Bu bağlamda, dava konusu somut olaya ilişkin olarak, taraflarca sunulan deliller ile başka yerden getirtilmesi gereken tüm deliller toplanmış, gelen yazı cevapları dosyamız içerisine katılmış, ön inceleme duruşması yapılarak tarafların iddia ve savunmaları, uyuşmazlık konusu, tarafların üzerinde anlaştıkları ve anlaşamadıkları hususlar, ilk itiraz olup olmadığı, tarafların sulh olup olamayacakları ortaya konulmuş ve yargılama ön inceleme duruşmasında tarafların da onay verdikleri uyuşmazlık nitelendirmesi ile sonuçlandırılmış ve mahkememizin 08/03/2021 tarihli celsesinin 3 nolu ara kararı ile; “Taraf vekillerine müvekkillerine ait 2019 yılına ilişkin ticari defter ve kayıtları sunmak veya mahallinde inceleme talep edecek iseler bulundukları yeri bildirmek üzere iki haftalık kesin süre verilmesine, verilen kesin sürede ticari defter ve kayıtlar sunulmaz veya mahalinde inceleme talep edilip bulundukları yer bildirilmezse bu delile dayanmaktan vazgeçmiş sayılacaklarının ve mevcut delil durumuna göre karar verileceğinin ihtarına (ihtar yapıldı)” şeklinde ara karar kurulmuş, taraf vekilleri tarafından verilen kesin süreye rağmen defter ve kayıtlar sunulmamış ve iş bu kerre mahkememizin 05/10/2021 tarihli ara kararı gereğince; dosyanın SMM bilirkişiye tevdi ile taraf iddia ve savunmaları ile dosyaya celp olunan taraflara ait ilişik dönemlerine ilişkin BS ve BA kayıtları, icra dosyası mündericatı ve tüm dosya kapsamı birlikte değerlendirilmek suretiyle davacı yanın davalıdan icra dosyası kapsamında alacaklı olup olmadığı alacaklı ise miktarının ne olduğunun tespiti ile rapor düzenlenmesinin istenilmesine karar verilmiş ve rapor alınmıştır.
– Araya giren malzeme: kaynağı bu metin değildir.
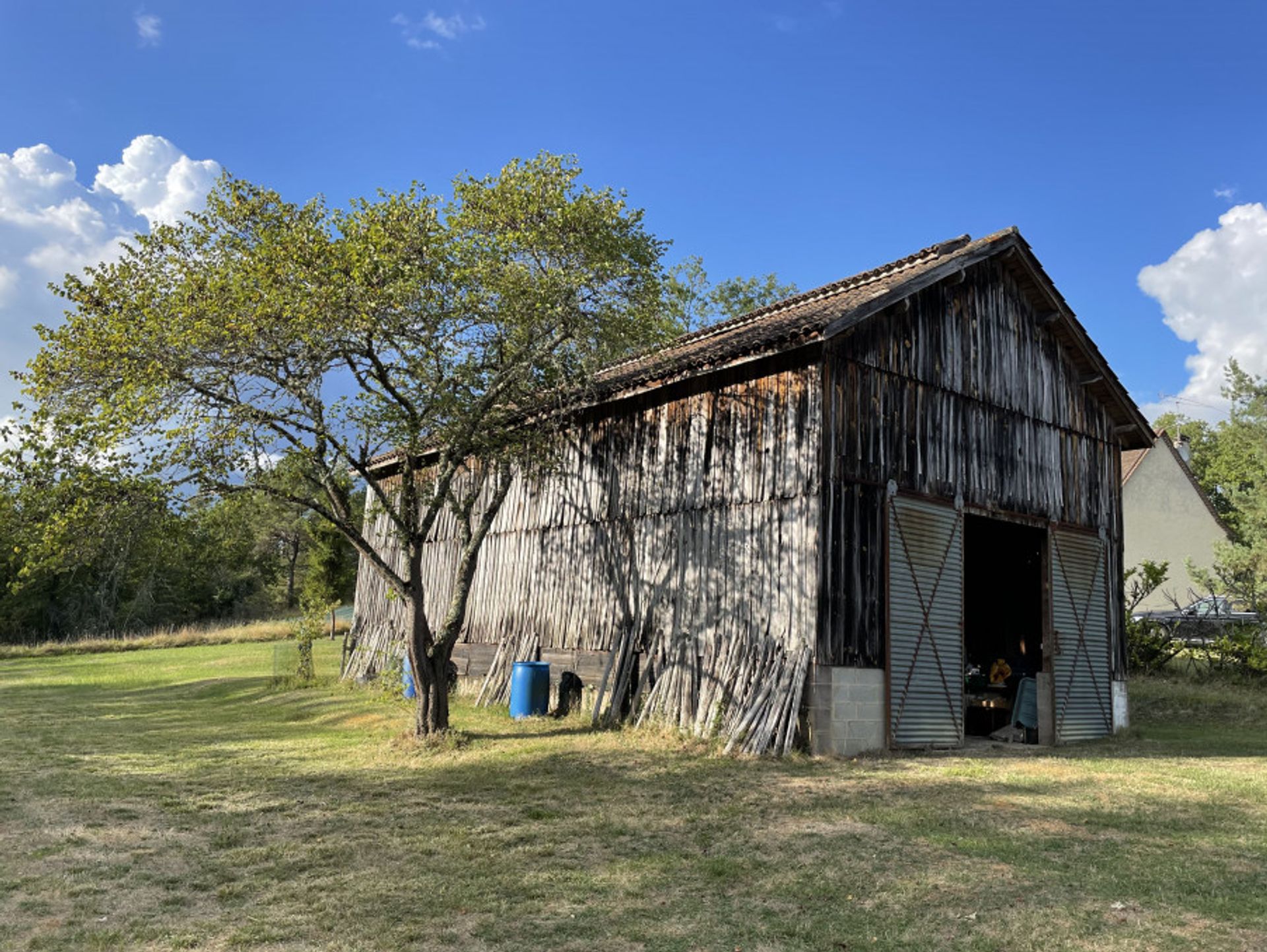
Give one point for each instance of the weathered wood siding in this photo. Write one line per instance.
(963, 393)
(694, 513)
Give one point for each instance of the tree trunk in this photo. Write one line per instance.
(293, 559)
(428, 661)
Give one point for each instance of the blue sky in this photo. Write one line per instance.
(808, 139)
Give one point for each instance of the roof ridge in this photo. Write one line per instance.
(816, 294)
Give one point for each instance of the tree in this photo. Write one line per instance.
(453, 332)
(1229, 459)
(696, 303)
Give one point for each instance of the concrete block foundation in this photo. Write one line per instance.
(847, 711)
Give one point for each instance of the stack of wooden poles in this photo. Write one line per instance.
(745, 691)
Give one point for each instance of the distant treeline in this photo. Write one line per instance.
(102, 555)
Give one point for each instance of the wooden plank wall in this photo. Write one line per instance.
(965, 391)
(695, 515)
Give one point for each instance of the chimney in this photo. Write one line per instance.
(1185, 449)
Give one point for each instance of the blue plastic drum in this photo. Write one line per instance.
(530, 689)
(407, 679)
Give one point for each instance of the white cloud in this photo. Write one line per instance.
(148, 30)
(51, 223)
(428, 32)
(158, 180)
(1214, 294)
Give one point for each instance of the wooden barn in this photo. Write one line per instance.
(868, 490)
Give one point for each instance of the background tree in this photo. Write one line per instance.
(451, 331)
(1229, 460)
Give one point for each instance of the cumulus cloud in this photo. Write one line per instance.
(158, 180)
(428, 32)
(148, 30)
(1214, 294)
(52, 223)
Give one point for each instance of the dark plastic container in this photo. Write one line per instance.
(530, 689)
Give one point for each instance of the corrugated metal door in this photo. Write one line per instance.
(1080, 621)
(925, 623)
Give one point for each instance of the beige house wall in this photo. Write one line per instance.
(1166, 519)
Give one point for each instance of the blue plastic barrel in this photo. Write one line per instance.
(530, 689)
(407, 679)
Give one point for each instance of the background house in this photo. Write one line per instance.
(1167, 518)
(900, 474)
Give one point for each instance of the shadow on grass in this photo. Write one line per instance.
(270, 818)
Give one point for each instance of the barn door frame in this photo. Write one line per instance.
(897, 693)
(1075, 645)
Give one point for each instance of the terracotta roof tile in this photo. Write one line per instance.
(801, 317)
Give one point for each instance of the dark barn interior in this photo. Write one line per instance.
(1002, 616)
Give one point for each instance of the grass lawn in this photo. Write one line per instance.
(173, 799)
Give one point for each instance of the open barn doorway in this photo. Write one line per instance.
(1004, 612)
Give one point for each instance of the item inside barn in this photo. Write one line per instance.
(1002, 616)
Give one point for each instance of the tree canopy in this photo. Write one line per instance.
(435, 328)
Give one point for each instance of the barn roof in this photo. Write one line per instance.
(825, 312)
Bilirkişi tarafından tanzim edilerek mahkememize ibraz olunan “27/06/2021tarihli raporunun incelenmesinde özetle de; “…Faturaların davalı yanca kabul edilerek BS/BA formlarına konu edildiği ve buna göre yasal defterlerine işlendiği, dava dosyası içeriğinde davacı ile davalı arasında akdedilmiş yazılı bir sözleşme yer almadığı, tarafların cari hesap ile çalıştıkları, davacı yanın muavin ekstresine göre davalıdan takip tarihi olan 23.06.2020 tarihinde 7.068,00-TL alacaklı olduğu, her iki yan BA/BS formlarının dava dosyası içeriğinde yer aldığı ve tarafların mutabık oldukları, davalı vekili tarafından, söz konusu ürünlerin ayıplı olduğu ifade edilerek bir kısım fotoğrafların paylaşıldığı, bu fotoğraflar incelendiğinde, kutuların bazılarının yıpranmış ve ezik olduğu, fotoğraflarda ürünlerin görüntüleri yer almadığı ve fakat ürün görselleri yer alsa dahi bu ürünlerde yer alan defo ya da ayıbın tarafımca tespit edilemeyeceği, buna ilişkin sektör bilirkişisi vasıtası ile inceleme yapılması gerektiğinin sayın Mahkemenin taktirlerinde olduğu, malların ayıplı olduğuna dair dava dosyası içeriğinde bir tespit raporu yer almadığı, bu ayıp bu durumunu davacıya bildirdiğine yahut ihtar ettiğine dair bir ihtarname ve/veya yazışma da yer almadığı, davacı yan defterlerinde yer alan söz konusu bakiye borca ait iade faturası keşide edilmediği, faturalar davalı yanca kabul edilerek BA /BS formlarına konu edildiği, davalının ürünün ayıplı olduğuna dair iddiasının kabul ve takdiri Sayın Mahkemenize ait olmak üzere davacının takip tarihinden itibaren 7.068,00-TL anapara için faiz talep edebileceği …” şeklinde tespitler yapılmıştır.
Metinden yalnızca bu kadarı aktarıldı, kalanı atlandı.